Dr. Nissen: Well, let me put it to you this way. I have deliberately avoided calling for its removal. I was very disappointed in the performance of that advisory panel, frankly. I mean, there's logic to voting 20 to 3 that the drug increases cardiovascular risk, but then to not recommend decisive action is a little hard to understand.
Kelly: How would you explain that?
Dr. Nissen: Well, let me tell you something that you need to understand here: In these matters, courage is very rare. No one understands the FDA better than I do as an outsider. These panel meetings are in front of all your peers, knowing that the pharmaceutical industry is with whom everybody works and is really keen on not having you take decisive action. People just don't stick their necks out. And that's exactly what you saw.
Kelly: Hmm – that's a lot for us to think about! From a patient perspective, is there any other advice that you have? I know some patients are very concerned because they go ask their doctors and their doctors only have all of five minutes to spend with them.
Dr. Nissen: Well, that's why patient empowerment is so important. I personally believe that we're in an era now when patients need to be better informed. You know, my patients have been to the Internet. Often, when they come to see me, they have already looked this up. And if your doctor is reluctant to take the time to talk to you about your concerns, get another doctor.
Kelly: I guess we're just sort of worried that the number of internists is falling and the number of endocrinologists is falling. So maybe they all have to get cardiologists!
Dr. Nissen: Well, maybe more cardiologists need to start treating diabetes.

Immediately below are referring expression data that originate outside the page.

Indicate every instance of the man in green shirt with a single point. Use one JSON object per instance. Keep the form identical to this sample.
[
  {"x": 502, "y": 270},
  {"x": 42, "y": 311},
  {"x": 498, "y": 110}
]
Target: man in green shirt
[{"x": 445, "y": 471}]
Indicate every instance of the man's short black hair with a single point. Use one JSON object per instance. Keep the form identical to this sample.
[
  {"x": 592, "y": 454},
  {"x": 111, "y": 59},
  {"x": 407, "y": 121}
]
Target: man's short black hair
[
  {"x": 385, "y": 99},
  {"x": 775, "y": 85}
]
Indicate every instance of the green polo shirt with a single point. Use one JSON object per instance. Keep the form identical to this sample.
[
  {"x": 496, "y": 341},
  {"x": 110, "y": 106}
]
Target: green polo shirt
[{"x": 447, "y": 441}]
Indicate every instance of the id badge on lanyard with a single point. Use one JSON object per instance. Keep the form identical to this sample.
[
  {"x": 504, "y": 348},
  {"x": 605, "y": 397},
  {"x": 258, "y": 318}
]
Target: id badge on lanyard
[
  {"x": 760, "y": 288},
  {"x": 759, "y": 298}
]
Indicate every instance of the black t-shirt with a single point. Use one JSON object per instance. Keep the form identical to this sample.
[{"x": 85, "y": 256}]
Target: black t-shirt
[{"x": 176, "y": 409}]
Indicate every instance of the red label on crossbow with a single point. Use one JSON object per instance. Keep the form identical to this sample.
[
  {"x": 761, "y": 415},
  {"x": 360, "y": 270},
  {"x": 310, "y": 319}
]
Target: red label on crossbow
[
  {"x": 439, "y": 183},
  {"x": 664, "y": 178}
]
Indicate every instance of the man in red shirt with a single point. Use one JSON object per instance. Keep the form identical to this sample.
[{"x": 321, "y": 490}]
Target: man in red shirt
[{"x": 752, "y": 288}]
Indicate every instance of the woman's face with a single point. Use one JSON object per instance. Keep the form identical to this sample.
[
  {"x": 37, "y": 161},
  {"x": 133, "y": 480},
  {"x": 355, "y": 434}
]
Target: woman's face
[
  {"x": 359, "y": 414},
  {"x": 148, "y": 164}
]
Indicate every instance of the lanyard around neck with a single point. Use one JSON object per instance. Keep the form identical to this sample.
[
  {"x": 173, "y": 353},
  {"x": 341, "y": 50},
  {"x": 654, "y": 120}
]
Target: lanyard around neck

Kelly: What would make that happen?
Dr. Nissen: Oh, I think you have to educate cardiologists better about it. I still refer patients if I can't successfully manage them and I get great help. But I also don ‘t act like I'm deaf, dumb, and blind when a patient with diabetes comes in my office with heart disease.
Kelly: That's interesting. Is there any other advice you would give patients? An aspirin a day, anything like that – not to be too formulaic!
Dr. Nissen: There's no cookie-cutter formula. It all has to be customized. My advice is to find a doctor who takes the time to explain it to you, to talk to you about what you need to do. Take your own blood pressure and make sure it reaches the guidelines that are recommended. Check your blood sugar often. Be an informed patient. Stay on top of your disease and you ‘ll do a lot better. It's really tough. We've just got to keep at it. Organizations that have published newsletters like yours are really important because you're going directly to the patients. Frankly, there's no better advocate for your health care than you.
Kelly: This has really been terrific; we appreciate your taking the time to speak with us.
In the interest of full disclosure, the Cleveland Clinic notes that it receives "Research support for clinical trials (from) AstraZeneca, Eli Lilly, Takeda, Sankyo, Sanofi-Aventis, (and) Pfizer. All reimbursement is directed to the Cardiovascular Coordinating Center at the Cleveland Clinic (C5). No personal reimbursement is accepted for directing or participating in clinical trials. Companies are directed to pay any consulting fees directly to charity. No reimbursement is paid to Dr. Nissen and there is no tax deduction involved."